Niektórzy użytkownicy nie wykorzystują herbatki bokashi, traktując ją jako odpad. Tymczasem ten płyn, rozcieńczony w proporcji 1:100, jest doskonałym nawozem płynnym, który wspomaga wzrost roślin i poprawia żyzność gleby. Można nim również udrażniać rury lub poprawiać mikroflorę w kompostownikach tradycyjnych.

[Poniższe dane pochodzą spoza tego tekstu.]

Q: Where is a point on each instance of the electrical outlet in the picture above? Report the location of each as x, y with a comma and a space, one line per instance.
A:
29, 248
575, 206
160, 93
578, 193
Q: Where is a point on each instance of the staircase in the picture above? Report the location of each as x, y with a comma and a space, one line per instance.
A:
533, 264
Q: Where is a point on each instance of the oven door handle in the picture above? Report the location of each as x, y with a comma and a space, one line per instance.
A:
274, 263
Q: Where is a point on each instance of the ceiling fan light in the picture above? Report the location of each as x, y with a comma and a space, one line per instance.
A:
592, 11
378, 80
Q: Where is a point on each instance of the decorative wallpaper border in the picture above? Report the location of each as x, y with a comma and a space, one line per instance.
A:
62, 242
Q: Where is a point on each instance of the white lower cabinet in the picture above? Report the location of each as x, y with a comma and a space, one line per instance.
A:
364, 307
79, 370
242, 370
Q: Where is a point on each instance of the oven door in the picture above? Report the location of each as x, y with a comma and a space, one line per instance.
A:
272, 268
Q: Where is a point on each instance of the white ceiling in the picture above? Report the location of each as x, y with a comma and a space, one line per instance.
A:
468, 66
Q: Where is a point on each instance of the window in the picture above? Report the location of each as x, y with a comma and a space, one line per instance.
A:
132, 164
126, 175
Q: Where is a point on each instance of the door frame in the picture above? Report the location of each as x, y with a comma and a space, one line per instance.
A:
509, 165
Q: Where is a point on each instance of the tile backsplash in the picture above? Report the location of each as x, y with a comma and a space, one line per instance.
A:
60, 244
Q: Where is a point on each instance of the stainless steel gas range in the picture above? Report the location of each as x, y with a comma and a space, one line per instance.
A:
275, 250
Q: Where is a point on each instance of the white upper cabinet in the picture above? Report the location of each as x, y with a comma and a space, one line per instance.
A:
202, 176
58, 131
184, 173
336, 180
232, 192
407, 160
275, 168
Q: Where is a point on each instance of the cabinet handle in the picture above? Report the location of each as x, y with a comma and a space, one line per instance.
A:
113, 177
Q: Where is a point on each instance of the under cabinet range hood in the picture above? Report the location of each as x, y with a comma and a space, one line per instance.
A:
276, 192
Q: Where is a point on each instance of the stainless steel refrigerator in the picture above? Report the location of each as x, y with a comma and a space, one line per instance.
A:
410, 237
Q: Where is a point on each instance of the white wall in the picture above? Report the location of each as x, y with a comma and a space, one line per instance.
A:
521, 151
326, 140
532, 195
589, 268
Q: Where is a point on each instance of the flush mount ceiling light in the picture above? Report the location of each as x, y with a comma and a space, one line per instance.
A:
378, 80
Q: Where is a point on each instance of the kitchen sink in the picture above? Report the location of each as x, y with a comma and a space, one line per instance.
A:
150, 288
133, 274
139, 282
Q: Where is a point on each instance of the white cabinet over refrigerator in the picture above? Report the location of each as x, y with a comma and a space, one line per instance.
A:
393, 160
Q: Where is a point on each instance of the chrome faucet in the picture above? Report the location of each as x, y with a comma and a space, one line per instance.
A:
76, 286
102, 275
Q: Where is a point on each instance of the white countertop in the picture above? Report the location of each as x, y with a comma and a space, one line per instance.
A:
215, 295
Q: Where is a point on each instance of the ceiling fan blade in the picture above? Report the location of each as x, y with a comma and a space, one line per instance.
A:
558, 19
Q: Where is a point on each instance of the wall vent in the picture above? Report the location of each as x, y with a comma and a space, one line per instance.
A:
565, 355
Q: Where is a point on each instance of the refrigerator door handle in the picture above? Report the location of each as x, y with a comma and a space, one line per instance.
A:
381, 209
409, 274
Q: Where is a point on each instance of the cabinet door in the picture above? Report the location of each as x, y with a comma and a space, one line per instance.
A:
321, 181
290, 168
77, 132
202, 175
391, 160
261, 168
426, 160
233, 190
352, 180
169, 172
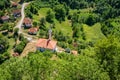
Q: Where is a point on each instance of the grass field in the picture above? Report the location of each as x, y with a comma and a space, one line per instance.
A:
65, 26
92, 33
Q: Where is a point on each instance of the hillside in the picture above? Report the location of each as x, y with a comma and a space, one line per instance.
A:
59, 39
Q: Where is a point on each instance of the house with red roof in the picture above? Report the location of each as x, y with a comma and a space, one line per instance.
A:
33, 31
27, 22
48, 44
43, 44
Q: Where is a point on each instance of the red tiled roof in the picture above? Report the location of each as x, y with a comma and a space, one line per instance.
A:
5, 17
74, 52
27, 21
46, 43
33, 30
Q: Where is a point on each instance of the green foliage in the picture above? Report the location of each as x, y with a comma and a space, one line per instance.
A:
4, 4
19, 48
108, 54
38, 66
60, 12
4, 44
50, 16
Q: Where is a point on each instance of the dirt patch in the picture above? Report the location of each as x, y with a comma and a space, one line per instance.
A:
30, 47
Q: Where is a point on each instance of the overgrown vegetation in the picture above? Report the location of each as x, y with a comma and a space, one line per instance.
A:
89, 26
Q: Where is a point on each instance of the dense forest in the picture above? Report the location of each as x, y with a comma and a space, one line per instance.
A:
89, 26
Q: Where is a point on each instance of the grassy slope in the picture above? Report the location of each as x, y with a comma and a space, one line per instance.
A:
65, 26
92, 33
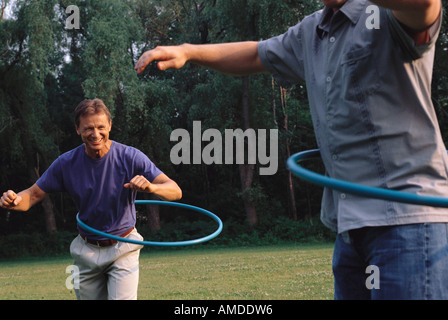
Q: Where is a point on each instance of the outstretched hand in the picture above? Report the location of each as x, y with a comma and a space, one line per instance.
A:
10, 200
169, 57
140, 183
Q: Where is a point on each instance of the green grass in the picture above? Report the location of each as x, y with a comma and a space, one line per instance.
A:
291, 272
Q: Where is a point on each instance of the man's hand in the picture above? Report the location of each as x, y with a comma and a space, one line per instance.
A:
169, 57
141, 184
10, 199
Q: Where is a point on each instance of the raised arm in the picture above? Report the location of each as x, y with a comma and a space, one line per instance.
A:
418, 15
237, 58
22, 201
162, 186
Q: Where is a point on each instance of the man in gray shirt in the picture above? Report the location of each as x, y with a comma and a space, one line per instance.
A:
368, 70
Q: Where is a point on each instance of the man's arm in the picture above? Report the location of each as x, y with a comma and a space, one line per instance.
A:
417, 15
237, 58
162, 186
22, 201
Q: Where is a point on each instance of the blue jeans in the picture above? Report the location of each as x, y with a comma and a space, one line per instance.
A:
395, 262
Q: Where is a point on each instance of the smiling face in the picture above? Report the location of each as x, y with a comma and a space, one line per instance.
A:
94, 130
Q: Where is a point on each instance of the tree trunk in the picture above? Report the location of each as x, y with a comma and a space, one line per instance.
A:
247, 170
292, 208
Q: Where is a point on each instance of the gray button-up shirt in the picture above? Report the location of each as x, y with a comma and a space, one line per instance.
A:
369, 91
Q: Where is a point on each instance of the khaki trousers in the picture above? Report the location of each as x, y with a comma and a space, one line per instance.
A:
106, 273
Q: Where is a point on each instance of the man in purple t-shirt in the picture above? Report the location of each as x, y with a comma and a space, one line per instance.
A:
103, 178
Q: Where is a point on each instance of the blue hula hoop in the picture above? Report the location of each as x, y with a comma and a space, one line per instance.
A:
357, 189
161, 244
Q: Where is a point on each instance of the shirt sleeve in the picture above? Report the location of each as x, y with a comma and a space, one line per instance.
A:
410, 50
282, 56
52, 179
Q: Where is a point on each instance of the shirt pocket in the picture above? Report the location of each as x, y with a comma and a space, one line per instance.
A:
360, 74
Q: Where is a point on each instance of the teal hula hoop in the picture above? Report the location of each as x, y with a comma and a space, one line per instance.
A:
357, 189
161, 244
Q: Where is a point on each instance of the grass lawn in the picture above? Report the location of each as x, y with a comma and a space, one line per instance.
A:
290, 272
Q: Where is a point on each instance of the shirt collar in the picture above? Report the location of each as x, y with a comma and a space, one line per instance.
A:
352, 9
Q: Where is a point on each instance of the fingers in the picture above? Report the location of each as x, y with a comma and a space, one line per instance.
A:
170, 58
10, 199
138, 183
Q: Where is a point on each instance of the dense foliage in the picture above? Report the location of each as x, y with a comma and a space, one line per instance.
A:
46, 69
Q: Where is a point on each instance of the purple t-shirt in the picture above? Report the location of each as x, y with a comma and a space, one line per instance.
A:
96, 185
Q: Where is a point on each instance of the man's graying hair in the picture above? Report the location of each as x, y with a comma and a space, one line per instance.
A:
88, 106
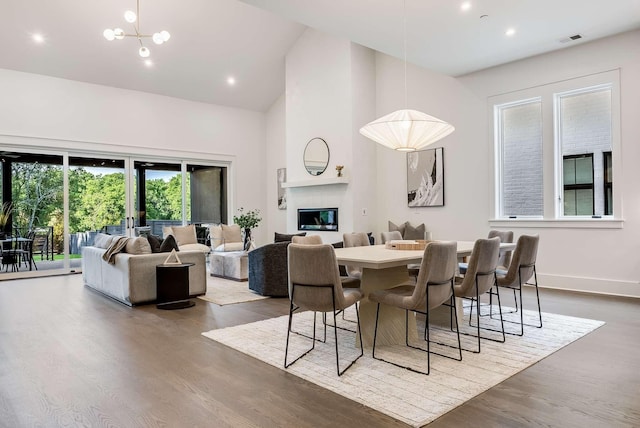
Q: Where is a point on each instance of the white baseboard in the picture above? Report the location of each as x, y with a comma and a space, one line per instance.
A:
590, 285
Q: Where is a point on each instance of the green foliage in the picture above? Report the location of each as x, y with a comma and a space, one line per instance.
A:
247, 220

Dlaczego warto wybrać bokashi?
Bokashi to metoda szybka, czysta i niemal bezwonna – idealna do stosowania w warunkach miejskich, na balkonach, w kuchniach i miejscach, gdzie tradycyjny kompostownik byłby kłopotliwy. Co więcej, według badań z Waste Management Journal (2019), gleba wzbogacona o produkt bokashi szybciej regeneruje się biologicznie i wykazuje wyższą aktywność enzymatyczną, co przekłada się na lepszy wzrost roślin.
To także metoda bardzo wydajna – w przeciwieństwie do klasycznego kompostowania, które może trwać kilka miesięcy, proces bokashi umożliwia przygotowanie materiału do użycia w ogrodzie w ciągu 4–6 tygodni. Dodatkowo, nie wymaga dużej przestrzeni, ani przesadnej troski o równowagę węgla i azotu, co czyni ją dostępną nawet dla ogrodniczych laików.
Bokashi jako nowoczesna, ekologiczna alternatywa
Kompostowanie bokashi to nie tylko praktyczny sposób na zagospodarowanie bioodpadów, ale też metoda sprzyjająca zdrowiu gleby i zmniejszająca nasz ślad węglowy. Choć wymaga pewnej wiedzy i systematyczności, to zyski z niej płynące – zarówno dla ogrodu, jak i środowiska – są tego warte. Fermentacja bokashi może być cichą rewolucją w codziennym kompostowaniu – wystarczy zacząć.